14日の米金融市場で、S&P500種株価指数が続伸。終値ベースで7500を上回り、過去最高値を更新した。人工知能(AI)関連取引の復活が相場を押し上げた。朝方発表された小売り指標は、エネルギー価格の高騰にもかかわらず、消費の底堅さを示し、相場の支援材料となった。
| 株式 | 終値 | 前営業日比 | 変化率 |
|---|---|---|---|
| S&P500種株価指数 | 7501.24 | 56.99 | 0.77% |
| ダウ工業株30種平均 | 50063.46 | 370.26 | 0.75% |
| ナスダック総合指数 | 26635.22 | 232.88 | 0.88% |
外国為替市場では円が対ドルで一時、急上昇し、ニューヨーク前日終値比0.34%高の1ドル=157円32銭を付けた。ウェスト・テキサス・インターミディエート(WTI)原油は、前日終値からほぼ横ばいの1バレル=101ドル台で取引を終えた。原油相場が落ち着いたことも投資家心理の改善に寄与した。

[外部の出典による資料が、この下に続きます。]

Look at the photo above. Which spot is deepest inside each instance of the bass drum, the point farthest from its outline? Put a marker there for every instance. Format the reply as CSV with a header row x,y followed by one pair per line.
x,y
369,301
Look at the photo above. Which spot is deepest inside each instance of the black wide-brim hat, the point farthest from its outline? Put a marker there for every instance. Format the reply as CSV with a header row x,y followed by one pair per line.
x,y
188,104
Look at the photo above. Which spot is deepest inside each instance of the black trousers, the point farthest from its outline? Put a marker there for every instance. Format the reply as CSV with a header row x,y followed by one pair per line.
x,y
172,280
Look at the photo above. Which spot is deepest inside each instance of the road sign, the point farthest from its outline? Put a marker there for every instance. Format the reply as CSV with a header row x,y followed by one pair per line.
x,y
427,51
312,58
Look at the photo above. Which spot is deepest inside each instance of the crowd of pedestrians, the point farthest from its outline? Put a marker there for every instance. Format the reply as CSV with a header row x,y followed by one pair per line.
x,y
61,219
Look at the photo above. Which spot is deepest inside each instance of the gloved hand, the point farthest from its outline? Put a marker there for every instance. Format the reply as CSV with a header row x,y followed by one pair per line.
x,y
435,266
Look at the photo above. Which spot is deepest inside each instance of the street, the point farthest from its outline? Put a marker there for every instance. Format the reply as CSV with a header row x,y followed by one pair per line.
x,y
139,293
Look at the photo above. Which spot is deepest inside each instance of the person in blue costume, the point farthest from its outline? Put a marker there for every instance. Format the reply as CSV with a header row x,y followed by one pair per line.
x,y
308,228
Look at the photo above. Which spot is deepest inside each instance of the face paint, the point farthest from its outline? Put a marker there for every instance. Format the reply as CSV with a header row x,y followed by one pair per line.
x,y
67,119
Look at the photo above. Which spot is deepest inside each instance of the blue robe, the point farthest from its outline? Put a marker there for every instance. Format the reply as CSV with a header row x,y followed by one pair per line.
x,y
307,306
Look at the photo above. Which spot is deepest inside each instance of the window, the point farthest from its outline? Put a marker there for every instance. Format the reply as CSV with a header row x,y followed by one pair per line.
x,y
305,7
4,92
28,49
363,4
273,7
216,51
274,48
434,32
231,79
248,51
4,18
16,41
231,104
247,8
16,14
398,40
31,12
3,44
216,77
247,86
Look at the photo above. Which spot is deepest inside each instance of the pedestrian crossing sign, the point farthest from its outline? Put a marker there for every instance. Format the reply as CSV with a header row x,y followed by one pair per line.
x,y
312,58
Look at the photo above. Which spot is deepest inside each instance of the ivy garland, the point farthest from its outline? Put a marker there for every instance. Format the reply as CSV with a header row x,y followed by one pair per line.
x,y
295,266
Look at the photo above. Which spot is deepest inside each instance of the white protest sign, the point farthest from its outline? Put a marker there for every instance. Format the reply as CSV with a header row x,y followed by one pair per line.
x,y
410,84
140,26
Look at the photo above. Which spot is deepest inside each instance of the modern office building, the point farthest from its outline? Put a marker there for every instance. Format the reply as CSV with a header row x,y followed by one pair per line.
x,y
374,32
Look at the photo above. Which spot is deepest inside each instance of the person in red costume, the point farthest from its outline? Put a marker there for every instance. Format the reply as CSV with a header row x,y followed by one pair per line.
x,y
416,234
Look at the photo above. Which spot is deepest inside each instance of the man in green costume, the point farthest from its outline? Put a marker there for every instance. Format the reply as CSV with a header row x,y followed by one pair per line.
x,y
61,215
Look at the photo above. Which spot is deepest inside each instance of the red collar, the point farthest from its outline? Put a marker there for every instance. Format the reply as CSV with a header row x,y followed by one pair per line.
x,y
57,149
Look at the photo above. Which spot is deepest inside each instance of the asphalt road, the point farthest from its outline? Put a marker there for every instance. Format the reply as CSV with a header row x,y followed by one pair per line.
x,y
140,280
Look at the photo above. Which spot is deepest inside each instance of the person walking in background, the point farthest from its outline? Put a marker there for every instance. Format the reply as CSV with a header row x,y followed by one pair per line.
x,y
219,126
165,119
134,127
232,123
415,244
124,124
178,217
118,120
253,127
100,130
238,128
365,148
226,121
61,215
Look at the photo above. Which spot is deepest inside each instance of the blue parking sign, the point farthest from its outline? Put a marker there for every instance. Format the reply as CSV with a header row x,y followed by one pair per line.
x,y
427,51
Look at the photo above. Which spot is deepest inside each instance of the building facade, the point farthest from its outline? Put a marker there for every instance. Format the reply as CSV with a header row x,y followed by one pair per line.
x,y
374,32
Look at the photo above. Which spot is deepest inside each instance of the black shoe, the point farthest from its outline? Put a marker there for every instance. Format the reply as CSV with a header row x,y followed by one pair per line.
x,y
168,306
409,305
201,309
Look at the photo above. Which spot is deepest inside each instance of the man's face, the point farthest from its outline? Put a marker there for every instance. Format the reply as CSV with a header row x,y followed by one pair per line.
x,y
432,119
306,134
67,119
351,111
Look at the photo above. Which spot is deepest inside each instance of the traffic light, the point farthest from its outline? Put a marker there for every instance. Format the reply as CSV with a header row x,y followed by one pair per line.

半導体関連株の上昇がS&P500種の上昇をけん引した。エヌビディアは7営業日続伸し、時価総額は6兆ドルが視野に入った。シスコシステムズは前日の通常取引終了後に堅調な業績見通しを発表したことを受けて、株価が13%上昇した。14日に新規上場したAI半導体のセレブラス株は、公開価格と比較して68%高で取引を終えた。
4月の米小売売上高は市場予想と一致し、3カ月連続で増加した。前月の1.6%増(改定値)に続き、0.5%増となった。イラン戦争に伴うガソリン価格の急騰にもかかわらず、消費の底堅さが確認された。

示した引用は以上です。